Родич даже не стал ему отвечать. Продолжал гоняться с дубинкой за тенью.
Искатель истины отошел в глубь пещеры, и сердце его разрывалось от боли. Сердце всегда сердце. Он вдруг увидел любимую свою жену, которую у него давным-давно увели. Других жен тоже отняли, но эту отняли самой первой. Она была юная, она играла. Перебрасывала отломившийся кусочек сталактита с одной ладошки на другую.
– Знаешь, – сказал он ей, – мне не найти истины. Такая вот новость.
– А ты разве искал истину, миленький? – удивилась она.
Он помрачнел:
– Искал.
– Не надо было уходить так надолго… А что такое истина – бусы или кушанье?
Это его доконало. Оказывается, большинство и знать не знали, что он что-то искал. Искать можно было вмерзший труп мамонта. Или съедобную травку. Или острый камень для боя. А что еще?
И вот он вернулся в свою холодную пещеру. Один, как и положено в трагедии. Сел и прислонился к ледовой стене.
– Больно, – сказал он.
И еще раз повторил:
– Больно.
Зачем ему было жить? Солнце светило зря. Пещера была зря. Все вокруг было зря.
К чему я и веду. И век не каменный, и не бог весть какую истину я искал, а тоже было больно… В таком вот бессмысленном состоянии оказался я после визита к Олевтиновой. Искал, искал – и все зря. Большая, тщательно и терпеливо построенная конструкция портрета рассыпалась, будто была из детских кубиков. Никакой потаенной воровской наследственности в Старохатове не было. Павел Леонидович был чист; бывает же чист человек, куда от этого денешься.
Была кровать в гостиничном номере – все это происходило в городе Минске. После посещения Олевтиновой я лежал на кровати ничком, в ботинках, одетый, уткнувшись в подушку лицом. Иногда поворачивался и столь же бессмысленно, как в подушку, смотрел в потолок.
* * *
А начиналось так радужно. Я сразу же добыл телефон и – этим же вечером, едва приехал, – позвонил Олевтиновой. Сказал, что очень хочу увидеться. Ее звали Анна Степановна («Анна – это как Алла, Ангелина», – отметил я машинально).
– Приходите, – сказал поставленный женский голос. – После семи.
И я пришел после семи. И увидел, что актриса оживлена.
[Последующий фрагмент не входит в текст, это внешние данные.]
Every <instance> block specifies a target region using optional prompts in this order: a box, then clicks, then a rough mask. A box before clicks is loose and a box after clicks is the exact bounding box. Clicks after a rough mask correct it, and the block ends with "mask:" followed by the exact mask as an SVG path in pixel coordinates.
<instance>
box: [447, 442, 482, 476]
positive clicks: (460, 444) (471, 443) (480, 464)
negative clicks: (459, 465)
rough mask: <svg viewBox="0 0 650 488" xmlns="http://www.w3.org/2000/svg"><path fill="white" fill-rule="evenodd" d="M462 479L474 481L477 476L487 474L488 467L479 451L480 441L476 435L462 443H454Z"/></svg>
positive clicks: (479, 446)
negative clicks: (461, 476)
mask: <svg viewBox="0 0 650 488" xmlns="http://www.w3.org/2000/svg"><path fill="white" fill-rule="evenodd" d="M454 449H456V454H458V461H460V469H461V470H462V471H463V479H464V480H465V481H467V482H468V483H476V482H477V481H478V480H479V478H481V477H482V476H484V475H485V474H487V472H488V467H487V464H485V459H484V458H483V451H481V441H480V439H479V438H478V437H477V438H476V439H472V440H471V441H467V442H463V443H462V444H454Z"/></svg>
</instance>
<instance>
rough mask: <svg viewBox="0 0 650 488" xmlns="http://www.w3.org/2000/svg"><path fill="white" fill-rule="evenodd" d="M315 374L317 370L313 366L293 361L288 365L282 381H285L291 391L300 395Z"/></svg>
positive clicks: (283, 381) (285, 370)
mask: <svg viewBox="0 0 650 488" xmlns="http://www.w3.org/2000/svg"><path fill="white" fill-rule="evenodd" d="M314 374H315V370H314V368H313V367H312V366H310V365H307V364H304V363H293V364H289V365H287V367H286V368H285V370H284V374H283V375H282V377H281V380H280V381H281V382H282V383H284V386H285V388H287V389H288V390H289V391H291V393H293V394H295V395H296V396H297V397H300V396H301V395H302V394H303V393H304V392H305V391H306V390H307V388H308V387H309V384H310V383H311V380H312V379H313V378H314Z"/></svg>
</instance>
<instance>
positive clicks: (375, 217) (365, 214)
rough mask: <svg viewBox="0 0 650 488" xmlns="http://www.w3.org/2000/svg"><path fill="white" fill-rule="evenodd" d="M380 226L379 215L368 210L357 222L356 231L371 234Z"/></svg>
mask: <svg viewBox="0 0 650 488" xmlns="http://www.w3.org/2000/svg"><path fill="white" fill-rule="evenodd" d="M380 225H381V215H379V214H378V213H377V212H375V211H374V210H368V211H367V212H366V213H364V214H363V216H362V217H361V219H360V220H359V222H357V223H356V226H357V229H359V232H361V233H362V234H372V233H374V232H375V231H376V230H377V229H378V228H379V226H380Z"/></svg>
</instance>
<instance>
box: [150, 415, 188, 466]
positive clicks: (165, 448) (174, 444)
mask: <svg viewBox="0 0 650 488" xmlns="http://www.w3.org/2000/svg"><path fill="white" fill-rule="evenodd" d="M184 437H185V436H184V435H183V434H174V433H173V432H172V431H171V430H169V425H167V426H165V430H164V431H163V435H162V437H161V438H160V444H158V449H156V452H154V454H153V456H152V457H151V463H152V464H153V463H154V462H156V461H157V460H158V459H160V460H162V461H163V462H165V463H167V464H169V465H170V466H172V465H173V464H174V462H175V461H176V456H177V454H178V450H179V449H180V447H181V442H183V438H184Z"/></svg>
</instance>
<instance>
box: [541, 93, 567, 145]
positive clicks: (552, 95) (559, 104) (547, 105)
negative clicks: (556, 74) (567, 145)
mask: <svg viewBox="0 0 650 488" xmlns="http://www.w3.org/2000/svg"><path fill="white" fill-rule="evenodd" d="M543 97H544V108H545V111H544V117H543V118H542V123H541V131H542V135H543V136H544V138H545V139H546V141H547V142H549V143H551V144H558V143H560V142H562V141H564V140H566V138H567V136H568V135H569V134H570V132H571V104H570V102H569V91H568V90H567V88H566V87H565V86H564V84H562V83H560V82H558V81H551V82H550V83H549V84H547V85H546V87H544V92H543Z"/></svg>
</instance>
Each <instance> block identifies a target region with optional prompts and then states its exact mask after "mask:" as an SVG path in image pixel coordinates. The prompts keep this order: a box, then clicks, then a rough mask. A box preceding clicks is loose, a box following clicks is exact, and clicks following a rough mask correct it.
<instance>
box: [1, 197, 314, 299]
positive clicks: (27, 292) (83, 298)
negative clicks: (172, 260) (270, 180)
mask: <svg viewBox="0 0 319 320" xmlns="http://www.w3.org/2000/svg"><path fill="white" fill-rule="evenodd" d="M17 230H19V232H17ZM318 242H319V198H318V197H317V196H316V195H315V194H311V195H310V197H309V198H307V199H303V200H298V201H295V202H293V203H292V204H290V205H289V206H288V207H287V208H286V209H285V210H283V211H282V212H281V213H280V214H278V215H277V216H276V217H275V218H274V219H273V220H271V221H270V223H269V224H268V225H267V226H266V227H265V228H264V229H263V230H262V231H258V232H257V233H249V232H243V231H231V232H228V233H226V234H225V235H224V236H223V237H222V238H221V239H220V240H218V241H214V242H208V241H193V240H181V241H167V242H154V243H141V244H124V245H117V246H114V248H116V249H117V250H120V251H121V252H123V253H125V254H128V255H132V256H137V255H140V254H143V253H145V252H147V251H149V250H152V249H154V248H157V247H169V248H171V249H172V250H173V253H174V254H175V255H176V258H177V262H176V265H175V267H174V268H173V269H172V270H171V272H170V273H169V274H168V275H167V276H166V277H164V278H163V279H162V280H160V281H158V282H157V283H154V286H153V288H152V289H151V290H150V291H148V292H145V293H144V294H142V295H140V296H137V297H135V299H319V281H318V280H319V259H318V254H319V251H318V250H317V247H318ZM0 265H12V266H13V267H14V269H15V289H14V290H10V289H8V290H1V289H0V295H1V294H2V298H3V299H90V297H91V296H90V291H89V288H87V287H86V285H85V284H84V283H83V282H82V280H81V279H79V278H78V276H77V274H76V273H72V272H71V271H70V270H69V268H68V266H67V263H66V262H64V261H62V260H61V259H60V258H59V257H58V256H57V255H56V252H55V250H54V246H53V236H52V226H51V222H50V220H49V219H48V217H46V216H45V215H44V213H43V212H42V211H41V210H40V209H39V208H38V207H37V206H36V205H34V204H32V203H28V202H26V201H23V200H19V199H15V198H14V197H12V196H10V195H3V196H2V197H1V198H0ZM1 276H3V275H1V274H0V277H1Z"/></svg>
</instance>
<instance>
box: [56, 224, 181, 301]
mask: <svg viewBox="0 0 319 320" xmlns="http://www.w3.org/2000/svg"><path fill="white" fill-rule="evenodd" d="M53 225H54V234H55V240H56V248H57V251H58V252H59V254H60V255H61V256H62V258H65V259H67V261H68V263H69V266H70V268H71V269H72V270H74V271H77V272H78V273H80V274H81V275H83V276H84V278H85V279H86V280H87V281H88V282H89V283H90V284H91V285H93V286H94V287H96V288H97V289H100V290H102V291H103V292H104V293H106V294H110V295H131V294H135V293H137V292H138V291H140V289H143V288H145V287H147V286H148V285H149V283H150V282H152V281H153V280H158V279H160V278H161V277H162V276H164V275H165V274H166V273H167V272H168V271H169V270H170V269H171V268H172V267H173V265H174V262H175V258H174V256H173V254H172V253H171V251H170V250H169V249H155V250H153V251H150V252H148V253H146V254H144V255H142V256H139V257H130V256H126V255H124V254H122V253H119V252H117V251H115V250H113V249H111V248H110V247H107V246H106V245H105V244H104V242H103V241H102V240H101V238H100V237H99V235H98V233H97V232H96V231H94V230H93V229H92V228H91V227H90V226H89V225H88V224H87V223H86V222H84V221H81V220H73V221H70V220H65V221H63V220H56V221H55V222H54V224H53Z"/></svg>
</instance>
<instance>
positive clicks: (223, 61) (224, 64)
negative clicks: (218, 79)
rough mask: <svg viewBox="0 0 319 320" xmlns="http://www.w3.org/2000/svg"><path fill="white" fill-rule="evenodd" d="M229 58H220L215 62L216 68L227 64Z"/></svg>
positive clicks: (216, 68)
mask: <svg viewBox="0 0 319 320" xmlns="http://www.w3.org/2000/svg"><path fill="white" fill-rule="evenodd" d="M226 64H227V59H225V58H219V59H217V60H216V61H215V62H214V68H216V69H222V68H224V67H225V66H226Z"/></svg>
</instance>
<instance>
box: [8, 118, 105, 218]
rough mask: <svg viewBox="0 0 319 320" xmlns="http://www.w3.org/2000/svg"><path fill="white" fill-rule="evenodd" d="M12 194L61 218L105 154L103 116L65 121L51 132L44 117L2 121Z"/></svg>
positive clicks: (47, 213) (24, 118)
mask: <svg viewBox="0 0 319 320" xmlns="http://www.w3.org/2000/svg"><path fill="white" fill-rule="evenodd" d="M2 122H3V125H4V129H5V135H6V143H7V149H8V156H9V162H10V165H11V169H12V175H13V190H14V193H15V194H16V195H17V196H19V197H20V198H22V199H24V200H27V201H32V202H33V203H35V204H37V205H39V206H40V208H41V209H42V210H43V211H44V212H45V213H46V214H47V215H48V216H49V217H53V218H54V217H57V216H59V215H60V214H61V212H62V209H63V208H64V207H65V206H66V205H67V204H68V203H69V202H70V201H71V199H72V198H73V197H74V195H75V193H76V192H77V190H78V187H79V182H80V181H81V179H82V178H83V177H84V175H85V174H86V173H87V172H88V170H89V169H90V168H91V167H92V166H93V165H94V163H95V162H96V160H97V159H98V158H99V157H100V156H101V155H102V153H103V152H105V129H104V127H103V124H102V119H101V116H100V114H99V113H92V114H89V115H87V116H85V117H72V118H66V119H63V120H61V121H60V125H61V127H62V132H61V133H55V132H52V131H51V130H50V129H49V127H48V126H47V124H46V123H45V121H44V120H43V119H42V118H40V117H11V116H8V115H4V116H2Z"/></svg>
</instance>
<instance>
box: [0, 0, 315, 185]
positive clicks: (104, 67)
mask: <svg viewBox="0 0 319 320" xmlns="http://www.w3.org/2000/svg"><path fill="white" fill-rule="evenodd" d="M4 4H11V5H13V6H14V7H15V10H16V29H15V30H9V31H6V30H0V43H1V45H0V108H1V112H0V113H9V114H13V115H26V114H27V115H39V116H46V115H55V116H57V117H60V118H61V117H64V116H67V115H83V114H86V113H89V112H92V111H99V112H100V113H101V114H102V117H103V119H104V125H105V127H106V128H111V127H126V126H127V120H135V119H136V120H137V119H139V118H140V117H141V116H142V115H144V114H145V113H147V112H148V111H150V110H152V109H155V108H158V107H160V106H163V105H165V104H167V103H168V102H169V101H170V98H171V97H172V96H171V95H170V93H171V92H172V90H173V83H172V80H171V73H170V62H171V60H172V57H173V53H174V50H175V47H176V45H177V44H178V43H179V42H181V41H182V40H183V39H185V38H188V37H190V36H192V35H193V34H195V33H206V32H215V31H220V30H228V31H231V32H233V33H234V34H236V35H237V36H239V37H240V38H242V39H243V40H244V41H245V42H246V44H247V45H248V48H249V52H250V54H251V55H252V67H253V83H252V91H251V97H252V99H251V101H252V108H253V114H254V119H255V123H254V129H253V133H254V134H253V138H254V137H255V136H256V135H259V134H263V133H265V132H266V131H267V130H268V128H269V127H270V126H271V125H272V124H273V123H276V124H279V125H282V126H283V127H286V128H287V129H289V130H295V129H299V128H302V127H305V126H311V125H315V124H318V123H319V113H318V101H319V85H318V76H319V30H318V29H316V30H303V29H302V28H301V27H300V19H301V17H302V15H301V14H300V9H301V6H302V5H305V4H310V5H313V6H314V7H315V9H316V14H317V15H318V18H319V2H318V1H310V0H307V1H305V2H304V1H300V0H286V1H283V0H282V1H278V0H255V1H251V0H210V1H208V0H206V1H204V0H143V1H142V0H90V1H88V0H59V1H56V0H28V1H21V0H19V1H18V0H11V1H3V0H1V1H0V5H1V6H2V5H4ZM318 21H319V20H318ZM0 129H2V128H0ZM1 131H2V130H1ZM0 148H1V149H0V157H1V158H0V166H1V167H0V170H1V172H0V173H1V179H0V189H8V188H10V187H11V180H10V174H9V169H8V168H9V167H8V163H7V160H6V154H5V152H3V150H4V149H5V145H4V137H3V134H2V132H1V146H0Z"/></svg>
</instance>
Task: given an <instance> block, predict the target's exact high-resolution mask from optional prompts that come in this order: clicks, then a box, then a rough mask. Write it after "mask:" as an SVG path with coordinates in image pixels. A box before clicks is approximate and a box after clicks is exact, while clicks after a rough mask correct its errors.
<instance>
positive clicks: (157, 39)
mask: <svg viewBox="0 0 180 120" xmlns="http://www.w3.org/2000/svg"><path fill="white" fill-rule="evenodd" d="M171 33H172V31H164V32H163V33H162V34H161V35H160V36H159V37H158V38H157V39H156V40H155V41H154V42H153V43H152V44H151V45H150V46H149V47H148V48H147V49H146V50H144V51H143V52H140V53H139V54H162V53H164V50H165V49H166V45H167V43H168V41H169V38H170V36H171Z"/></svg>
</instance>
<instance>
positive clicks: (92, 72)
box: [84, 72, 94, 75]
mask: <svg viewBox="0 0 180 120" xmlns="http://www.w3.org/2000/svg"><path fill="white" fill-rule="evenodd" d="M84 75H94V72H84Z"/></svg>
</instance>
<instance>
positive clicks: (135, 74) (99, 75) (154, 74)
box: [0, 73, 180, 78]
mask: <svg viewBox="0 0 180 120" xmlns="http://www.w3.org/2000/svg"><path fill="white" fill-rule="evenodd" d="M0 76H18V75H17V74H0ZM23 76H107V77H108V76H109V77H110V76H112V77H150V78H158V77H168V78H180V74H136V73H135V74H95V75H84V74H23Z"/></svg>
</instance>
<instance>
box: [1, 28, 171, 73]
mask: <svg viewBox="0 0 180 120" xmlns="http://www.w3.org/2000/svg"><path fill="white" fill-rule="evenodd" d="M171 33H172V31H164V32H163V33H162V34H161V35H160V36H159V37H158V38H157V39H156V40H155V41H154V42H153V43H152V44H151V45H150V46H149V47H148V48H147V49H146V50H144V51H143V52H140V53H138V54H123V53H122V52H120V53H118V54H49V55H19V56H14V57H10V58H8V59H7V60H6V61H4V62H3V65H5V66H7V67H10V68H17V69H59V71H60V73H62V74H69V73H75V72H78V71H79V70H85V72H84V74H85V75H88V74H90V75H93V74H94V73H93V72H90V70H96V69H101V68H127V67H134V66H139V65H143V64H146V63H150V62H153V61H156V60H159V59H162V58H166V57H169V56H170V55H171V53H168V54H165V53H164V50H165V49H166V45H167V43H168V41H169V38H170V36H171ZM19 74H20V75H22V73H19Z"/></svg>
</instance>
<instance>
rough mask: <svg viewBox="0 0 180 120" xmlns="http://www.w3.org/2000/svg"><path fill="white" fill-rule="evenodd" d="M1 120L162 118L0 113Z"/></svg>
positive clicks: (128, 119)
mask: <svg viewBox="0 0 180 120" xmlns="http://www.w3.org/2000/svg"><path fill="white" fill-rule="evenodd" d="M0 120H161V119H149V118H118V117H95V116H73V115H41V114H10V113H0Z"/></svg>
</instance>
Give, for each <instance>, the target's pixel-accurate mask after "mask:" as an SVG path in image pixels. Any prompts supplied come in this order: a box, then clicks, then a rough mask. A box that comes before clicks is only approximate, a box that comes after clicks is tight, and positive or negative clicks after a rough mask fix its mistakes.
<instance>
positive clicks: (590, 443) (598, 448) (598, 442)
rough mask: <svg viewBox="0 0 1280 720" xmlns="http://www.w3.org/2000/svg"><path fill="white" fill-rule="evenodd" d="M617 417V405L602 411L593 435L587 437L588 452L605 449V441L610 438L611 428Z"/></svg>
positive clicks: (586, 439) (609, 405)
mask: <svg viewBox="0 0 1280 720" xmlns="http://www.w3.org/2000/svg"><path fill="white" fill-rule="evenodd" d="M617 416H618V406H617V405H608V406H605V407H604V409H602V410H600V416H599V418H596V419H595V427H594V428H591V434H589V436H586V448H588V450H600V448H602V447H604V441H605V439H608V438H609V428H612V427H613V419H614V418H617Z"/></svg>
Ей было пятьдесят пять, и в ней еще не все уснуло. Было заметно, что я для нее не я, а некий «молодой человек, принесший цветы», и робеющий, и, как надо, помнящий, что она известная актриса: немножко в нее влюблен, и вежлив, и «строго одет», и в общем не самой дурной наружности, так что будь в этот вечер десяток лет соответственно смещен с той или другой стороны – кто знает… Все это было в ней, присутствовало, но было в высшей степени сдержанно и в узде, и, разумеется, можно было считать, что ничего такого не было.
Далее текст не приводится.